Ketika Perang Vietnam berakhir, ekonomi Vietnam merupakan salah satu yang terburuk di dunia. Pada pertengahan 1980-an, PDB per kapita Vietnam berada pada kisaran 200 dolar AS dan 300 dolar AS. Namun situasi ini berubah setelah di tahun 1986, pemerintah Vietnam memperkenalkan kebijakan Đổi Mới” yang mengarahkan negara tersebut menjadi “ekonomi pasar berorientasi sosialis”.

Saat ini, Vietnam menjadi salah satu bintang di dunia pasar berkembang. Pertumbuhan ekonominya sebesar 6 sampai 7 persen. Vietnam juga mampu menjadi pusat manufaktur di kawasan. Mulai dari pakaian olahraga Nike hingga smartphone Samsung diproduksi di Vietnam.

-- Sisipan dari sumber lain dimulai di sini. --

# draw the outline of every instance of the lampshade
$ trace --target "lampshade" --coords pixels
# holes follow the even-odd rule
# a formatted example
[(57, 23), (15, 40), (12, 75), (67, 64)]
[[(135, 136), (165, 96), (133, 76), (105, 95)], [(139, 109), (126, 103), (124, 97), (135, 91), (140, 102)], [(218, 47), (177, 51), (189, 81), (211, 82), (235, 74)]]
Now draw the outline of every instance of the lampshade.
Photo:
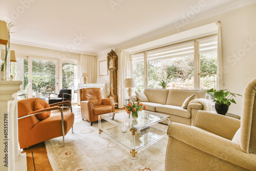
[(8, 32), (6, 22), (0, 20), (0, 44), (7, 45), (8, 41)]
[(137, 87), (136, 82), (133, 78), (125, 78), (123, 85), (125, 88), (135, 88)]
[(81, 73), (81, 77), (88, 77), (89, 76), (89, 75), (87, 72), (83, 72), (83, 73)]
[(16, 62), (15, 51), (11, 50), (11, 62)]

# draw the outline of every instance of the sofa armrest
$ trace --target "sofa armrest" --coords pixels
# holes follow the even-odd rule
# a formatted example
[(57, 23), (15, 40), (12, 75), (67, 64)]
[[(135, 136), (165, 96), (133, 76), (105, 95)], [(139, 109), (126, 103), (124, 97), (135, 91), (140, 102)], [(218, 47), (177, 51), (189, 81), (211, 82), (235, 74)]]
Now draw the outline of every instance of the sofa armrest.
[(138, 101), (138, 98), (135, 95), (129, 96), (129, 98), (131, 102), (135, 102)]
[(256, 167), (255, 154), (244, 153), (239, 144), (195, 126), (173, 122), (169, 126), (167, 134), (169, 138), (173, 137), (207, 154), (247, 169), (254, 170)]
[(230, 140), (240, 127), (240, 124), (239, 119), (204, 111), (199, 111), (196, 114), (192, 124)]
[(109, 105), (112, 106), (112, 112), (115, 112), (115, 102), (113, 99), (111, 98), (102, 99), (103, 105)]
[(191, 103), (190, 104), (188, 104), (187, 105), (187, 111), (188, 112), (191, 112), (191, 109), (199, 109), (199, 110), (202, 110), (203, 109), (203, 104), (199, 103)]

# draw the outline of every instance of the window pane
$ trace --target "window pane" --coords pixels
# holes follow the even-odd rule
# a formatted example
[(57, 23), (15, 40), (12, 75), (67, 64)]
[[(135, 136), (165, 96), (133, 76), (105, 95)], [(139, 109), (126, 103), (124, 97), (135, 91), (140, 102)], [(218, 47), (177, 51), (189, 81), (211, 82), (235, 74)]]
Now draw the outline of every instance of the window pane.
[(77, 85), (77, 65), (62, 63), (62, 89), (72, 90), (72, 100), (74, 100), (74, 90)]
[(135, 90), (137, 92), (143, 92), (144, 90), (144, 62), (133, 65), (133, 78), (137, 84)]
[(148, 62), (148, 87), (194, 89), (193, 56)]
[[(28, 59), (17, 58), (17, 62), (11, 62), (11, 74), (13, 76), (13, 80), (22, 81), (23, 83), (20, 86), (20, 90), (18, 92), (18, 95), (26, 94), (28, 97)], [(24, 99), (25, 96), (18, 96), (18, 100)]]
[(48, 97), (55, 92), (55, 62), (49, 60), (32, 60), (32, 90)]
[(200, 89), (216, 89), (217, 52), (200, 54)]

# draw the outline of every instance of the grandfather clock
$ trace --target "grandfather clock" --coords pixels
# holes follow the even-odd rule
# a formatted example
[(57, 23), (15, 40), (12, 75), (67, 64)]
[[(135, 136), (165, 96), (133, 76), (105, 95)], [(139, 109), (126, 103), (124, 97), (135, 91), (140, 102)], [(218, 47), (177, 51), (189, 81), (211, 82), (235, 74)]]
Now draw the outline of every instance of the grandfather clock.
[(118, 108), (117, 96), (117, 58), (118, 57), (112, 49), (108, 53), (108, 69), (110, 71), (110, 94), (109, 98), (114, 100), (115, 108)]

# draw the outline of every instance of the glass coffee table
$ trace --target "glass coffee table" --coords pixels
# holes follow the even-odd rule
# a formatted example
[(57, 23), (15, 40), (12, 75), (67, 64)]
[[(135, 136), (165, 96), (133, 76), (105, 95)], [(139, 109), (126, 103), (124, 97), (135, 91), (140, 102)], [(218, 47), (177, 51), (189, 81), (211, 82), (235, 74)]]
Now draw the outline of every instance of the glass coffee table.
[[(168, 120), (169, 116), (147, 111), (138, 113), (137, 121), (125, 111), (113, 112), (99, 116), (99, 134), (102, 134), (130, 152), (133, 160), (135, 154), (167, 135), (158, 123)], [(107, 122), (102, 124), (101, 120)]]

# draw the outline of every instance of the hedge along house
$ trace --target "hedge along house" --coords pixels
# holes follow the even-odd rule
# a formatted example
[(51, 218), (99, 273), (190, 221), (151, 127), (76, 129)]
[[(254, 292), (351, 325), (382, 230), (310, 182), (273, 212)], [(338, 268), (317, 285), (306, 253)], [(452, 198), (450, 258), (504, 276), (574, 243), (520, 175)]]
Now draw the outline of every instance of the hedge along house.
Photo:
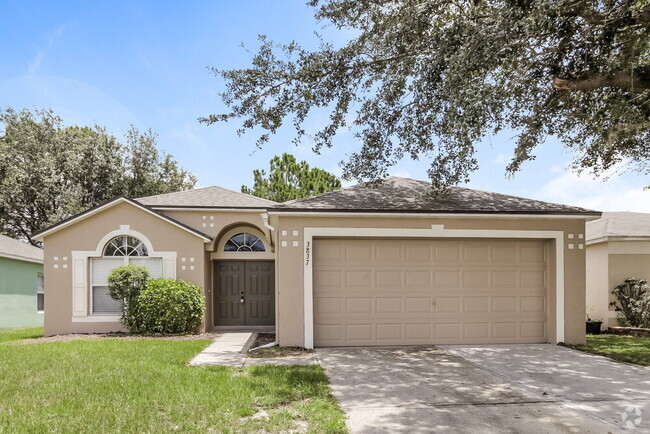
[(43, 250), (0, 235), (0, 329), (43, 325)]
[(280, 345), (584, 341), (577, 207), (388, 178), (277, 204), (208, 187), (118, 198), (38, 234), (47, 335), (117, 330), (106, 275), (142, 263), (201, 286), (204, 327)]

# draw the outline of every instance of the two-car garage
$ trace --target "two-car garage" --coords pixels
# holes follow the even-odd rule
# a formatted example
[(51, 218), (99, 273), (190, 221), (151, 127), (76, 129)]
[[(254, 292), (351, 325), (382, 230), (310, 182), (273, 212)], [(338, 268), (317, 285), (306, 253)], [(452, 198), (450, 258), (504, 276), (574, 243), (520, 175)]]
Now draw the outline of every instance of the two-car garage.
[(549, 241), (320, 238), (316, 346), (548, 342)]

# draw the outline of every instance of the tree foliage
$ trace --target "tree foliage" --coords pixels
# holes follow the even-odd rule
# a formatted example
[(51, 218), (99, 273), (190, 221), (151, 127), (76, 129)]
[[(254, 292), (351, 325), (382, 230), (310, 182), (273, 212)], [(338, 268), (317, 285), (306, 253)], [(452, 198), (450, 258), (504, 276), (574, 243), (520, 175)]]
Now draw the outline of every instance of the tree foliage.
[(268, 176), (263, 169), (253, 170), (253, 188), (243, 185), (242, 193), (284, 202), (341, 188), (341, 181), (335, 175), (311, 168), (306, 161), (298, 162), (291, 154), (276, 155), (270, 165)]
[(0, 112), (0, 232), (36, 244), (39, 229), (115, 196), (187, 190), (196, 178), (134, 127), (63, 126), (50, 110)]
[(613, 306), (620, 313), (619, 321), (629, 327), (650, 327), (650, 288), (643, 279), (628, 277), (625, 282), (612, 291), (618, 302), (612, 301)]
[[(376, 180), (403, 157), (431, 160), (436, 188), (477, 169), (476, 144), (517, 132), (507, 171), (558, 137), (577, 170), (622, 161), (649, 173), (648, 0), (312, 0), (316, 17), (354, 36), (316, 50), (261, 37), (245, 69), (218, 70), (228, 111), (261, 129), (262, 146), (288, 120), (296, 140), (314, 109), (329, 121), (311, 134), (330, 147), (350, 128), (360, 150), (344, 178)], [(635, 167), (636, 166), (636, 167)]]

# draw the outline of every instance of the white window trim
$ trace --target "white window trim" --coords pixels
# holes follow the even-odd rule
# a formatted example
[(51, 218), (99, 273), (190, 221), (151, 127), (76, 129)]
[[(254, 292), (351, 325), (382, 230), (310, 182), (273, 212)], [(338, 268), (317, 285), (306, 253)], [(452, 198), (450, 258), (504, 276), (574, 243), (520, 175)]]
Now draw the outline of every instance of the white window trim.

Bagaimana keajaiban pertumbuhan ini terjadi? Menurut analis dari Bank Dunia dan lembaga think tank Brookings dalam laporan WEF itu, kebangkitan ekonomi Vietnam dapat dijelaskan oleh tiga faktor utama. Pertama, Vietnam menerima liberalisasi perdagangan dengan penuh semangat. Kedua, Vietnam melengkapi liberalisasi eksternal dengan reformasi domestik melalui deregulasi dan menurunkan biaya. Terakhir, Vietnam banyak berinvestasi untuk membangun modal fisik dan manusia, terutama melalui investasi publik.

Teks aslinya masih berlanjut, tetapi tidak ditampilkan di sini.